ブッシュ大統領は、事件3日後のワシントンの教会での式典で、「いつの時代にも人類の自由の敵がいた。アメリカは自由の元締めであり擁護者なので、彼らはわれわれを襲ったのだ」と言っている。しかし、これは本当だろうか?
9月24日にオサマ・ビン・ラディンの手紙として伝えられた情報では、彼は、「これはブッシュに率いられたユダヤ人とキリスト教徒の十字軍に対する戦いだ」と言っている。そして同日、タリバーンのオマール最高指令官は、「アメリカが、ペルシャ湾から撤兵し、パレスチナ問題から手を引き、イスラム圏のことに介入しなくなるまで危機は続く」と語っている。
要するに、ユダヤ人とアラブに対するアメリカの政策が問題だと言っているのだ。ブッシュの名をあげていても、問題はブッシュ個人ではない。テロはブッシュが大統領になるよりずっと前から計画されたものだ。ではどうしてアメリカはこんなにユダヤ人に肩入れするのだろうか?
「American Jewish Year Book」によるとアメリカのユダヤ人は2000年始めに570万人で、それは全世界のユダヤ人1,300万人の43%に当るという。1) 要するにアメリカは今やユダヤ人の最大の居住地なのだ。
と言っても、アメリカの人口2.8億人に対し、ユダヤ人は2%に過ぎず、3,000万人のアフリカ系の人口に対して5分の1以下だ。しかし、問題は頭数ではない。
「Famous Jews Interactive」というウェブサイトに、著名なユダヤ人の名前が挙げられている。2) その情報の正確さは不明だが、その中からアメリカ人を一部拾い上げてみる。
政治家では、グリーンスパンFRB議長、オルブライト元国務長官、ワインバーガー元国防長官、ルービン元財務長官、キッシンジャー元国務長官等の名前がある。
実業界では、デル・コンピュータのマイケル・デル社長、マイクロソフトのスティーヴ・バルマー社長、投資家のジョージ・ソロス、RCAの創始者のデヴィッド・サーノフ等がユダヤ系という。
映画俳優には、ケリー・グラント、トニー・カーティス、ポール・ニューマン、カーク・ダグラスとマイケル・ダグラスの親子、ハリソン・フォード、ダスティン・ホフマン等、また映画監督には、ウィリアム・ワイラー、ビリー・ワイルダー、スティーブン・スピルバーグ、ウディー・アレン等がいる。

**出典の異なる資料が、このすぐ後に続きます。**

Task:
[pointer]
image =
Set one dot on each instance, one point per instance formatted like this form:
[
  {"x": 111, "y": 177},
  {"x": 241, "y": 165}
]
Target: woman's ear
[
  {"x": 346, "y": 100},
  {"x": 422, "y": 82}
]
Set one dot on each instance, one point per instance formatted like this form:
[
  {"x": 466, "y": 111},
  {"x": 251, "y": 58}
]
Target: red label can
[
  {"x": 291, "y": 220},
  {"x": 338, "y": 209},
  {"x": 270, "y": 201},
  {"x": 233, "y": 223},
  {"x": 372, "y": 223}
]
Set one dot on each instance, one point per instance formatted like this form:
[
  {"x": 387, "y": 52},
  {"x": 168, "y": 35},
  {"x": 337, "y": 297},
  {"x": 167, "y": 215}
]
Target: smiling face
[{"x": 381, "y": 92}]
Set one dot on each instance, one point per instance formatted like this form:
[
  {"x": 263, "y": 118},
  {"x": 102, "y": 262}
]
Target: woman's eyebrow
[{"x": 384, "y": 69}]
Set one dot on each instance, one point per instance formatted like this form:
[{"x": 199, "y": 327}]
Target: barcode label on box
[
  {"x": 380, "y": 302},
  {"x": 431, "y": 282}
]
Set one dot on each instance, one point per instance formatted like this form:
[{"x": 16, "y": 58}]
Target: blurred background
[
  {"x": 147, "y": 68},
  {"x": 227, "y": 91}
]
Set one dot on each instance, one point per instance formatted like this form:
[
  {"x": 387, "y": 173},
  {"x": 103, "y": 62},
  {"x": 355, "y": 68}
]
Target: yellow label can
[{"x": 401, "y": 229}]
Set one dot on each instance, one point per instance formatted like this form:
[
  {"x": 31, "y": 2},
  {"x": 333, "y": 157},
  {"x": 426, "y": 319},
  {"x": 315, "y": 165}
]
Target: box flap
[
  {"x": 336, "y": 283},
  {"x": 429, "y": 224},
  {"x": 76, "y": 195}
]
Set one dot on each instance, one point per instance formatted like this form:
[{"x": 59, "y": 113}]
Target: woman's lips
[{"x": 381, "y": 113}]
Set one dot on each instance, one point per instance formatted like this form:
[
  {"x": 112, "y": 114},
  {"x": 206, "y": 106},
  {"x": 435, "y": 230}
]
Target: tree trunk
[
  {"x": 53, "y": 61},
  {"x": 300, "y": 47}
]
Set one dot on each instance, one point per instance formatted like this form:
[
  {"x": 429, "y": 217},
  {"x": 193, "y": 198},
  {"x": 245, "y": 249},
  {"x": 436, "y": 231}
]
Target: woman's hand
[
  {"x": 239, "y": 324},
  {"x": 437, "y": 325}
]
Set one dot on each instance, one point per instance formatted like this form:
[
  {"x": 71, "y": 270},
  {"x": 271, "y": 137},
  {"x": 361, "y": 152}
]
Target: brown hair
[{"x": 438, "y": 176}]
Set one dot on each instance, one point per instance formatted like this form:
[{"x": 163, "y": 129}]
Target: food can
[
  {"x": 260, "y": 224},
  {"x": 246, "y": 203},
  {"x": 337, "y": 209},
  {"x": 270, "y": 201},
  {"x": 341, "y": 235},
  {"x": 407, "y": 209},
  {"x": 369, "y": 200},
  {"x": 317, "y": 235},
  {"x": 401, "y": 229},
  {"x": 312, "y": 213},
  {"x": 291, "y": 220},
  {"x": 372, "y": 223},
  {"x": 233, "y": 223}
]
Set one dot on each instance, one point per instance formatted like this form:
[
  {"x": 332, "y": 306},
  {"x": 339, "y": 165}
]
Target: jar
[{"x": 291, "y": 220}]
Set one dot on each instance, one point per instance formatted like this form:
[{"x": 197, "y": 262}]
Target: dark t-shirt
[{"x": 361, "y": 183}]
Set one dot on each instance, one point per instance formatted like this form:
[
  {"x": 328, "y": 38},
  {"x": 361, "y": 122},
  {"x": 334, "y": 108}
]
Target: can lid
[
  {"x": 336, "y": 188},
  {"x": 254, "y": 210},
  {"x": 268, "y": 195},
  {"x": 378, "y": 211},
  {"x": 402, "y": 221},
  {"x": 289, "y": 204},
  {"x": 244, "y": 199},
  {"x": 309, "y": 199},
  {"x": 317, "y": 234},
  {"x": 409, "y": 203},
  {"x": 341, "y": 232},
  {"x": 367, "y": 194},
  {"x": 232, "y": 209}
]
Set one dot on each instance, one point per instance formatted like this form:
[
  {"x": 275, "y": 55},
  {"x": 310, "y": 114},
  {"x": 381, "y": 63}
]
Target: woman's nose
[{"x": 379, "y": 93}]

映画関係者にユダヤ系が非常に多いのは、MGMを作ったゴールドウィンとメイヤー等のユダヤ人が、ハリウッドを事実上作ったためだという。
作家では、ノーマン・メイラー、アーサー・ミラー、サリンジャー等がユダヤ系だという。
クラシック音楽では、アイザック・スターン、レナード・バーンスタイン、ハイフェッツ、メニューイン、そしてポピュラー・ミュージックでは、ベニー・グッドマン、ダイナ・ショア、エルヴィス・プレスリー、ボブ・ディラン等がそうだという。
そして、バーバラ・ウォルターズや経済学者のミルトン・フリードマンもユダヤ系だという。

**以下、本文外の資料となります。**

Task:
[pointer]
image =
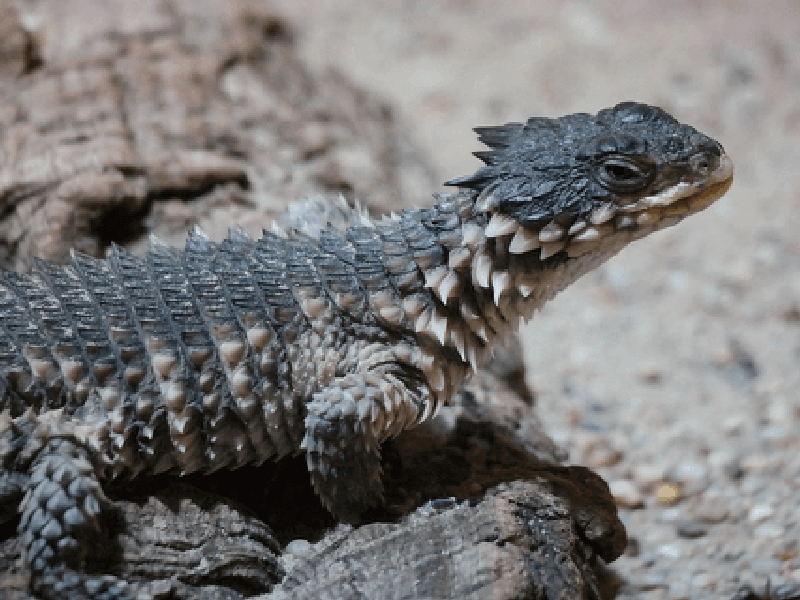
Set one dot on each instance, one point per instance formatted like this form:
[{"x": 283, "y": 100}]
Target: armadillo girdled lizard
[{"x": 325, "y": 339}]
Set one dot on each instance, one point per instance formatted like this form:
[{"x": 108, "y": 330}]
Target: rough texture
[
  {"x": 538, "y": 539},
  {"x": 208, "y": 547},
  {"x": 329, "y": 338},
  {"x": 635, "y": 367},
  {"x": 150, "y": 119}
]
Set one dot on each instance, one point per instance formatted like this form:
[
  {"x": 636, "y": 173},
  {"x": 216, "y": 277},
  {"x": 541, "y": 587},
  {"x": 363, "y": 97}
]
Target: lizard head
[{"x": 583, "y": 183}]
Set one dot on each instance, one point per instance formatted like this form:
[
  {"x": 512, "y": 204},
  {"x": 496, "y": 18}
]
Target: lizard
[{"x": 326, "y": 337}]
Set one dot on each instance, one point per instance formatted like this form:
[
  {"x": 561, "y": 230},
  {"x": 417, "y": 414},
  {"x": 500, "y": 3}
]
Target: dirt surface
[{"x": 674, "y": 368}]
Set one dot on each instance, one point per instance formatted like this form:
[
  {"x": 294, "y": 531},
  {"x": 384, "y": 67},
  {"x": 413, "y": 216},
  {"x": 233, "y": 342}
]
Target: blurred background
[{"x": 673, "y": 369}]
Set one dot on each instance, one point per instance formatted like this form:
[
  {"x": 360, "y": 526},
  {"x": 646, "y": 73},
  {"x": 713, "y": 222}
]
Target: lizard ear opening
[{"x": 623, "y": 174}]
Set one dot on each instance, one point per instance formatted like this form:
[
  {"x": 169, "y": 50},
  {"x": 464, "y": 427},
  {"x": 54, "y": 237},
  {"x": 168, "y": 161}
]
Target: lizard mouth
[
  {"x": 687, "y": 198},
  {"x": 622, "y": 223}
]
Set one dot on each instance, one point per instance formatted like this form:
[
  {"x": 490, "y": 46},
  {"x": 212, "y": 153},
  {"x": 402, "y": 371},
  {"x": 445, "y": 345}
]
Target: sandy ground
[{"x": 674, "y": 368}]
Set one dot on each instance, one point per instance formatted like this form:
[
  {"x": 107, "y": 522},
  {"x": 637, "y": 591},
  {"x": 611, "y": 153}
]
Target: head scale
[{"x": 572, "y": 165}]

要するに、アメリカの政治、経済、文化のかなりの部分が実質上ユダヤ人によって支配されているのだ。
ここで、昔、アメリカのジョーク集で読んだ話をひとつ紹介しよう。
「ある時、5人のユダヤ人が、『人間の体で一番大事なのはどこか』という問題を議論した。
モーゼが言った。『それは頭だ。人間にとって一番重要なのは頭脳だ』
イエス・キリストが言った。『いや、それは心臓だ。何といっても心が一番大事だ』
カール・マルクスが言った。『いや、それは胃だ。人間にとっては食べることが一番重要だ』
フロイトが言った。『いや、一番大事なところはもう少し下の方にある。セックスが人間の全行動を支配するのだ』
最後にアインシュタインが言った。『いや、みんな違う。すべては相対的なのだ』」
そう、彼らはみんなユダヤ人なのである。また、ノーベル賞受賞者の5分の1はユダヤ人だという。2) ユダヤ人は世界の全人口の500分の1にすぎないが、これだけの影響力があるのだ。全人口の50分の1がユダヤ人であるアメリカでの影響力の大きさが想像できる。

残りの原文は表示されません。